Taking into consideration all of the above, until before the issuance of the three aforementioned rules by Banxico, crypto companies could only operate in Mexico if they were careful enough as to avoid falling within any of the definitions provided by the Fintech Law, and were operating “outside the law”, meaning they were performing a “not forbidden” activity rather than a regulated one. In case they indeed performed a regulated activity under the Fintech Law, they would be subject to penalties if they did not have the pertaining authorization. The game has changed since March of this year, due to the new rules covered in this document.

Presently, only authorized financial institutions can perform activities which involve in any way digital assets (no more acting under the “everything that is not forbidden is allowed” principle), which leaves a considerably small group being able to manage crypto. Not being this all, such digital assets must comply with the characteristics set forth by Banxico rules and be subject to its constant monitoring and reporting duties, and be used only for the internal operations of a financial institution, caring not to “impact the end user”. This means a regular crypto company cannot operate in Mexico under these rules unless it gets authorization from Banxico and uses some scheme not to impact its end users, and exchanges and wallets cannot operate at all.

Conclusion

Fortunately, the term for every person to submit comments or suggestions is still open (for just some more days) and will be considered by Banxico, whereby there is a possibility that amendments for these rules will be done, and not everything is lost for the crypto environment in Mexico.

At Mati, we expect Banxico to consider the observations from the industry players, who have submitted more than 50 comments since their operating capacity could be wiped out if these rules are kept as they are.
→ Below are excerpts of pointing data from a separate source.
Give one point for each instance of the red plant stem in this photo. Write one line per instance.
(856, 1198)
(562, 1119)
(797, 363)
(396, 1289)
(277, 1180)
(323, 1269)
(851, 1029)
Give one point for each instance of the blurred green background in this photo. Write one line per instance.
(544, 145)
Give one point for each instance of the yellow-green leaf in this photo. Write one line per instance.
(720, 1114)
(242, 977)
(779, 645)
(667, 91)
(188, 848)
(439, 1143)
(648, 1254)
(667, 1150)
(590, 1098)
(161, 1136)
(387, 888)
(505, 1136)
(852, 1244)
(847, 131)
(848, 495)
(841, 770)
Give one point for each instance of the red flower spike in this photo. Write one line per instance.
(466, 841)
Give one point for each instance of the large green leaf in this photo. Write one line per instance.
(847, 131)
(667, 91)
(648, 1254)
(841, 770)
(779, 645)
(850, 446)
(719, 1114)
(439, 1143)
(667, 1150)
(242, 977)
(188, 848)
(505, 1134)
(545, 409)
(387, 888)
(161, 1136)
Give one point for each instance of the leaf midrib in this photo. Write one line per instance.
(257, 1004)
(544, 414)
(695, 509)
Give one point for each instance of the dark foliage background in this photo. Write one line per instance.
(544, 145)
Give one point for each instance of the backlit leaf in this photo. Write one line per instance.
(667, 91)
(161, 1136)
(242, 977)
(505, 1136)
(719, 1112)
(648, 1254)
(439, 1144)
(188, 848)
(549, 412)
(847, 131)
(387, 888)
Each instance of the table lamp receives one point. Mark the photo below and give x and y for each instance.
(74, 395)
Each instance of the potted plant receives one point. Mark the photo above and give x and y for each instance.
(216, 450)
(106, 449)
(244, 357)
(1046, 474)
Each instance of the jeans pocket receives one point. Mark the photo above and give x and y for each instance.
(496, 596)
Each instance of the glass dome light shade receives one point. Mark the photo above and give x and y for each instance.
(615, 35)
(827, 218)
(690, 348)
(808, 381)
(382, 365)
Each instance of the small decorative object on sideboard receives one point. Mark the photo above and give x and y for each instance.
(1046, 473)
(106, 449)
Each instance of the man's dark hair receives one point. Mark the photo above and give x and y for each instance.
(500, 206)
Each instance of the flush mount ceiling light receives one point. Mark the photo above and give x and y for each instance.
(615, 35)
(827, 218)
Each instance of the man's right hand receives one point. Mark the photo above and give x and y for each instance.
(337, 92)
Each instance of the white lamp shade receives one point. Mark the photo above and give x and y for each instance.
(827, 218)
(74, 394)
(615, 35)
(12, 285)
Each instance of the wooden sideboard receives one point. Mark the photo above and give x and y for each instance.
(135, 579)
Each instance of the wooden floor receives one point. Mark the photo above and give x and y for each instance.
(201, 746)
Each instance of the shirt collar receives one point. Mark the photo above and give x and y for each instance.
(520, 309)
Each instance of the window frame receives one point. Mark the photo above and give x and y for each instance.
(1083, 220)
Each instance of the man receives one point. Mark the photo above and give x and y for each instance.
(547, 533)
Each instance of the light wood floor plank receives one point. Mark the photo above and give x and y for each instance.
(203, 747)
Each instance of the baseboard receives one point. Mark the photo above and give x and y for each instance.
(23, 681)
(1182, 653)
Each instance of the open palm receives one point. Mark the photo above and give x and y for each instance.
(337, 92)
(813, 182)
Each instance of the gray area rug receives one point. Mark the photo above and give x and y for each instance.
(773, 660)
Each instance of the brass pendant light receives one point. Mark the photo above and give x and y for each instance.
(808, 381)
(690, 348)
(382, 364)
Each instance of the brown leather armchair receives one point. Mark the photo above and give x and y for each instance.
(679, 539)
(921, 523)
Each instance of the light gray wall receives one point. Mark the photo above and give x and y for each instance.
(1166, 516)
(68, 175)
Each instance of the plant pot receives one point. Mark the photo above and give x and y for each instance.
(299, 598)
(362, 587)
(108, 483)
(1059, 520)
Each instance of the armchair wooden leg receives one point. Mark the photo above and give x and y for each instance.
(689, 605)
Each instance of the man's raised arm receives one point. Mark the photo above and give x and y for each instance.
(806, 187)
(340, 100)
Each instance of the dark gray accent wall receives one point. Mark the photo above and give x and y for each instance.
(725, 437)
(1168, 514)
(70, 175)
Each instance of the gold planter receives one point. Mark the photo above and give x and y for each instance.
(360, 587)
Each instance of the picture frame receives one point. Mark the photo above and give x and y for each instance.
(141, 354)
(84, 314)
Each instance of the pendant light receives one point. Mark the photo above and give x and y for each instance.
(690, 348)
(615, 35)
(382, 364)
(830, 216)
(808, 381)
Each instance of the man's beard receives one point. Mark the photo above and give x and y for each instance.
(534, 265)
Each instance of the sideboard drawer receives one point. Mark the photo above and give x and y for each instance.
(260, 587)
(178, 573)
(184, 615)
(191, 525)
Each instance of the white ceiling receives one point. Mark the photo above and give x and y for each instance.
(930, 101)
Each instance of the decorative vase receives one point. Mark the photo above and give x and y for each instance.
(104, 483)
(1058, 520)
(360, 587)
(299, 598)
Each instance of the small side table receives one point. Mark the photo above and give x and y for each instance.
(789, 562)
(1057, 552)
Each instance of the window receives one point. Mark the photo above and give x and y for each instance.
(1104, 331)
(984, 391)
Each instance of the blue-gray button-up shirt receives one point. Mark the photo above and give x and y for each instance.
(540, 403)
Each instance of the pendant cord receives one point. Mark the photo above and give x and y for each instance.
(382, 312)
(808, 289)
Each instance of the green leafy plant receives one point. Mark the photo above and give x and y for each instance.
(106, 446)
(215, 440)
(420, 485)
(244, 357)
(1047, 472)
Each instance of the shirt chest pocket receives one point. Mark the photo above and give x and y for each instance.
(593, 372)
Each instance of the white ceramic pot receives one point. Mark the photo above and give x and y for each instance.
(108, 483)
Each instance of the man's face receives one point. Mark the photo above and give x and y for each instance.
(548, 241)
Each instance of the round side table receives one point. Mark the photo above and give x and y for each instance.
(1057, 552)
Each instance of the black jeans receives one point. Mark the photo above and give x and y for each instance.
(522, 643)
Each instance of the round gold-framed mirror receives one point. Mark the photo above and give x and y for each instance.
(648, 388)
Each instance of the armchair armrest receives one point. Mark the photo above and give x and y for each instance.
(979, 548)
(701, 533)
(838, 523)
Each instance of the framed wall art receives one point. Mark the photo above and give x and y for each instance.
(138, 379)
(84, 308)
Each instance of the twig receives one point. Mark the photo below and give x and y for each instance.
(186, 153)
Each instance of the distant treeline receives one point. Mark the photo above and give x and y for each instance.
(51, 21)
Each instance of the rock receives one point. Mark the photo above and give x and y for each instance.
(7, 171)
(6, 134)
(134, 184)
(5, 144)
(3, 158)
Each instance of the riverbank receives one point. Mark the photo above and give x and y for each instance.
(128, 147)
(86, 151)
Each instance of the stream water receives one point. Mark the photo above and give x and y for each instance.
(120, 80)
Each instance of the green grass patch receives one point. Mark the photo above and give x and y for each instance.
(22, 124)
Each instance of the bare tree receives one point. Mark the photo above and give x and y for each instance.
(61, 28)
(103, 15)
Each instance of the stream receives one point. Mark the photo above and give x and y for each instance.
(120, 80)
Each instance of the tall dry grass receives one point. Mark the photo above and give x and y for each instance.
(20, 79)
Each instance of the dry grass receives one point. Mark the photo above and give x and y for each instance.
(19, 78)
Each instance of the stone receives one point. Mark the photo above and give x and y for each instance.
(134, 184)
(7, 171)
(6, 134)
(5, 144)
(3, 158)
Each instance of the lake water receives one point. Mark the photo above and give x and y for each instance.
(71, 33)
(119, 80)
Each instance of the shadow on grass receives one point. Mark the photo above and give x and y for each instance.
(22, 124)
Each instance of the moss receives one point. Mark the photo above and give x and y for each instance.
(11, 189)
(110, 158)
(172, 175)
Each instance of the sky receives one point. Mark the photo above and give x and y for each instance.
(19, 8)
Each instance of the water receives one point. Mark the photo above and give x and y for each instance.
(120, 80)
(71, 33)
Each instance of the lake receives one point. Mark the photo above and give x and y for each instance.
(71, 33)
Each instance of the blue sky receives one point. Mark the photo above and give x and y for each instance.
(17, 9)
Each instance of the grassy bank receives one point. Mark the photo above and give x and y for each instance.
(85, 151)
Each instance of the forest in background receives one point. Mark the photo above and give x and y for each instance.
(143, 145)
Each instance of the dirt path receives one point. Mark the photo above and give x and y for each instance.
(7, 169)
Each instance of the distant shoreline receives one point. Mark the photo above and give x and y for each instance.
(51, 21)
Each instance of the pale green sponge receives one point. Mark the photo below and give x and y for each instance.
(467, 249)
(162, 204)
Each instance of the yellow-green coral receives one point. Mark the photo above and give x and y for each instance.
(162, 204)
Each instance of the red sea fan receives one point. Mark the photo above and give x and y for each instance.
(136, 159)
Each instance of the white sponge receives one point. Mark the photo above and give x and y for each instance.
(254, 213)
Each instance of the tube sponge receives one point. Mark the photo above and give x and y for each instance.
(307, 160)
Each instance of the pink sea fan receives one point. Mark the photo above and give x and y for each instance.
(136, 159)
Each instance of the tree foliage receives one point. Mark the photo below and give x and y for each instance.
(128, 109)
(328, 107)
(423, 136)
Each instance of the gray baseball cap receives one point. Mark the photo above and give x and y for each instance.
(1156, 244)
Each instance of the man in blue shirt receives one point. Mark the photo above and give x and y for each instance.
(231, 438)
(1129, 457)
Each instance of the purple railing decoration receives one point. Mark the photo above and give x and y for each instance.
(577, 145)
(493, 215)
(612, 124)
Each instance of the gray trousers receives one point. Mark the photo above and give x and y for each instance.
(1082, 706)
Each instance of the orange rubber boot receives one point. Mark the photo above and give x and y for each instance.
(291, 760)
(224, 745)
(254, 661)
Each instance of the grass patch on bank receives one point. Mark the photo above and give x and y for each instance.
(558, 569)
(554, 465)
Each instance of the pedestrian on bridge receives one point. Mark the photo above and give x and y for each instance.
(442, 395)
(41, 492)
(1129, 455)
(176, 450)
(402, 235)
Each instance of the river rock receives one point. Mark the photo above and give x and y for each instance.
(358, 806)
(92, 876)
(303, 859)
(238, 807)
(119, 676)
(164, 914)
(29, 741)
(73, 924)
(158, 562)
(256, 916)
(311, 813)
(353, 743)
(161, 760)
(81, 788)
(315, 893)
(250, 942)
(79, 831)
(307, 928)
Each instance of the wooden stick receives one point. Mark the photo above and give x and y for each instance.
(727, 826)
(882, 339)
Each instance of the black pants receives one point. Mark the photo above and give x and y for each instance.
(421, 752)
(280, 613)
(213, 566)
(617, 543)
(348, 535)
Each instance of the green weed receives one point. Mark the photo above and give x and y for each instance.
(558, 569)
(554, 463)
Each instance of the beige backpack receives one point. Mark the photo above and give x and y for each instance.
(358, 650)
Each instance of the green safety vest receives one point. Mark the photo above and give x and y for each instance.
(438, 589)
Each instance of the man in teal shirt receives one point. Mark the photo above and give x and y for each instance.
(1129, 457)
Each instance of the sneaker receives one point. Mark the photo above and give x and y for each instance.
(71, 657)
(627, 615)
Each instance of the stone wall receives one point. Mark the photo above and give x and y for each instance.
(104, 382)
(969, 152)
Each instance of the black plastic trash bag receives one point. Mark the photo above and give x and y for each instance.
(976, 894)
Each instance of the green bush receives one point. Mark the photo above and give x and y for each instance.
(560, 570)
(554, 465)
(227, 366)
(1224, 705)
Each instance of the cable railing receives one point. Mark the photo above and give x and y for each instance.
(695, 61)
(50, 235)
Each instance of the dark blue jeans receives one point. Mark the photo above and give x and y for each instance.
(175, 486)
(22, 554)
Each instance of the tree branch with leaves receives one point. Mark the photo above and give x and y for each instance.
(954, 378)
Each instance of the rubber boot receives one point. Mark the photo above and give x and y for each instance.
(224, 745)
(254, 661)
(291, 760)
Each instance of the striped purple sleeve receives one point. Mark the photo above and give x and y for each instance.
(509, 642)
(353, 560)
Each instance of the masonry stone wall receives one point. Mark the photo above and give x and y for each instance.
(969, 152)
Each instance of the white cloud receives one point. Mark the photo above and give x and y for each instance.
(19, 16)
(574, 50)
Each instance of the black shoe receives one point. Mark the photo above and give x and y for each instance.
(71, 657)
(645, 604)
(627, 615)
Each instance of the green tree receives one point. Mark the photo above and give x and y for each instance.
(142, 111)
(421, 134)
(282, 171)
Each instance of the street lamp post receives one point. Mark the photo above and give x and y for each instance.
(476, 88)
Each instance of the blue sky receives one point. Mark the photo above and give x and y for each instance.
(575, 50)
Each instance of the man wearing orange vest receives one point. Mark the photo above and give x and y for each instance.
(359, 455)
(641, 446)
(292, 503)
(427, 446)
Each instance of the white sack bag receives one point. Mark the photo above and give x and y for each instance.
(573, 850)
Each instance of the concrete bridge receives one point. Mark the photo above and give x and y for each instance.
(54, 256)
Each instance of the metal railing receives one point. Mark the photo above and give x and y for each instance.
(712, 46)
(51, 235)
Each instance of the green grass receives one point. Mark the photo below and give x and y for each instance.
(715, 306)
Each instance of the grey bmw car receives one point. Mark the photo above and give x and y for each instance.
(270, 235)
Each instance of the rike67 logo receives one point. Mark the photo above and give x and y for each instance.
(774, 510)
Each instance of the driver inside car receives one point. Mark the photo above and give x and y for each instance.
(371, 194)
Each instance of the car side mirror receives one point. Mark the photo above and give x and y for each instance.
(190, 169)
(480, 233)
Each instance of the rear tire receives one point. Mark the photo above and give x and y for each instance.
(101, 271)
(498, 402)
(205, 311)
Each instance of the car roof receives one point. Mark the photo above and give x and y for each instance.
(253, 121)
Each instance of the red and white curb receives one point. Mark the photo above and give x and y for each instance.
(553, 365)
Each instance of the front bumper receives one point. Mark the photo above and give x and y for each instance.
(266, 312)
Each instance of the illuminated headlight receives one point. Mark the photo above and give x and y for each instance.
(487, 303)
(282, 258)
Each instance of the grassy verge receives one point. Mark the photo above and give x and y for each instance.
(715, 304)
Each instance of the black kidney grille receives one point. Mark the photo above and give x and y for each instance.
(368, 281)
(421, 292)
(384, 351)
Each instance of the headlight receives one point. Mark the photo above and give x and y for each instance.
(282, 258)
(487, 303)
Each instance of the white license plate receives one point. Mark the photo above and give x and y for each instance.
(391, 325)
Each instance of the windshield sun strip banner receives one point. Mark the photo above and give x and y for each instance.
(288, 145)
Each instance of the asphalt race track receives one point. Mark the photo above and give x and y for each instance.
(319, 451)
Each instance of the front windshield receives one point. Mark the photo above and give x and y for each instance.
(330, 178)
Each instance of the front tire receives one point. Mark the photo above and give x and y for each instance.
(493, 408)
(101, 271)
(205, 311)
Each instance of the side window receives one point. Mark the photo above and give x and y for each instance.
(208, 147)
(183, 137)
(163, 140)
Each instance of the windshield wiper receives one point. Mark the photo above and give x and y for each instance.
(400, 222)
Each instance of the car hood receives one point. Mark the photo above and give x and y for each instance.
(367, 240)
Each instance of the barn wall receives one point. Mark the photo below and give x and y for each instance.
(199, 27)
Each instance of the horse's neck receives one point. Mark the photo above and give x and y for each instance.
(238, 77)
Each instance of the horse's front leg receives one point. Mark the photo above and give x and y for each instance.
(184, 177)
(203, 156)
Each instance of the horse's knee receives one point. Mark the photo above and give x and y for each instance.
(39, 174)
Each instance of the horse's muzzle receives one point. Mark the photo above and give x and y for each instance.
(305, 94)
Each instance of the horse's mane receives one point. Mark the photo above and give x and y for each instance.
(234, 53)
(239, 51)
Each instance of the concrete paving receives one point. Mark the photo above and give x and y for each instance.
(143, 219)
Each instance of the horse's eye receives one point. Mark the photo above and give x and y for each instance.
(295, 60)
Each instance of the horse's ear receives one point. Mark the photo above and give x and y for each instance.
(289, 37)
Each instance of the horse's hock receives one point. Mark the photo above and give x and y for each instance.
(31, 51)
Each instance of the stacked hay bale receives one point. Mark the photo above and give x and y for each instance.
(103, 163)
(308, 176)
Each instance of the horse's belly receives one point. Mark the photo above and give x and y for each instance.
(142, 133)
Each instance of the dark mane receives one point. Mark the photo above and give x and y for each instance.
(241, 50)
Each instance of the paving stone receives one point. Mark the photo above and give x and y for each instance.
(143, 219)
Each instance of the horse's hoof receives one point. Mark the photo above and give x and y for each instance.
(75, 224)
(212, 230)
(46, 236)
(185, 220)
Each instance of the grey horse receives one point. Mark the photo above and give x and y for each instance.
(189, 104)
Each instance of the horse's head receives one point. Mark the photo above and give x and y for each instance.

However, we are anticipating Banxico to expand the scope of the authorization since the current status on the draft would only allow for banks and some Fintech companies to have contact with crypto transactions.

Nevertheless, the first step in any process to receive authorization from Banxico (or any other crypto regulator in Mexico) will start with a proper AML/KYC process, due to the importance given to AML and the terrorism financing fear which stems from the simple way in which digital assets may be displaced from one place of the world to another. It is important to mention that AML/KYC checks are not limited to companies in the Fintech or crypto space, but rather they expand to almost every industry where monetary transactions take place.

Implementing a tool like the one Mati offers will help project your company’s seriousness about compliance and transparency when performing transactions before regulators such as Banxico, and will get you closer to getting a full authorization.


* Said authorization must be granted to all entities operating under these laws before they carry out any activities to be considered lawful.